During warm weather, I often walked along the creek that ran through the home grounds. There was a wild grape vine that formed a bower over the path which ran most of the way to the gravel pit. I often went there to get away from the numerous children that swam and played on the play grounds. On this day, I had been swimming at the pool, but decided I would trek the path. I had never been as far as the gravel pit before, but when I heard some boys swimming on ahead of where I was walking, I sprinted up to the gavel pit.
One of the boys saw me and said, "Get back where you belong little boy." I told him I wasn't going anywhere. He swam over to the edge of the pit, but couldn't get up the bank to chase me. Two of the boys who were in swimming got out on the other side and began chasing me. I ran back to the swimming pool just as they caught up with me. Two of the boys grabbed me and threw me into the deep end of the pool.
I struggled out using the dog paddle method most of the younger children were accustomed to using. They let me swim out but caught me and took me back to the deep end. Before they threw me in this time, they told me to swing my arms and kick. In I went and did as I was told, but each time I swung an arm, my face would go under water. Then, I would revert to dog paddling. The third time I was thrown into the pool, one of the boys jumped in with me and held me up to show me how I should swim. He stayed in the pool with me until I could execute a good showing for his effort. From that day until this, I can swim. Yet, it bothers me to get my head under water.

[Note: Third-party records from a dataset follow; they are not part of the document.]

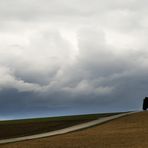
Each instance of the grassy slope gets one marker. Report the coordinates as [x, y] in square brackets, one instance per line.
[126, 132]
[17, 128]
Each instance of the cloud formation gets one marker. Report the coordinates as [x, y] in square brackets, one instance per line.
[57, 55]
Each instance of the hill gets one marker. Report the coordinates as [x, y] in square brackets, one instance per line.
[127, 132]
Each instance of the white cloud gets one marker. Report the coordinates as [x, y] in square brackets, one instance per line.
[72, 47]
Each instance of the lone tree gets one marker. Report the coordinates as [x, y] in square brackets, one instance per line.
[145, 103]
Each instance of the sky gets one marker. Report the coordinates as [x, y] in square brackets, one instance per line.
[60, 57]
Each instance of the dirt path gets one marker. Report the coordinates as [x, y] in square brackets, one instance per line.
[126, 132]
[66, 130]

From then until the following autumn, these boys would come by and take me with them when they were going to get into any kind of meanness. In late autumn they came by and said they were going to the apple orchard. I tagged along until we came to a fence that enclosed a Jr. Home neighbor's orchard. I was told to climb up and throw them some apples. They had filled their pockets and the tops of their bib overalls with apples until a shot gun went off and the seat of my pants began to burn. The three older boys ran like the wind. I was left with the neighbor who shot me. Although he verbally abused me with language I had never heard before, I wasn't afraid of him. I asked him, "What did you shoot me with?" "Salt and pepper, and it will be worse the next time I catch you in my apple orchard."
The next time I saw the boys, they asked me to go sledding with them over behind the grade school hill. I told them that was where the big boys went to sled. I was told that I was a big boy and I could go anywhere that a matron told me not to go. I still wore my knickers and black stockings, but from that time on, I considered myself a big boy. I went back to the Kentucky mountains June of 1943. The swimming pool opened a short time before I left. There were the three boys and I was the only boy my age who was allowed to swim in the deep end. I had two older boys who told the lifeguard I was a big boy. The life guard was the third boy I found swimming in the gravel pit the summer of 1942.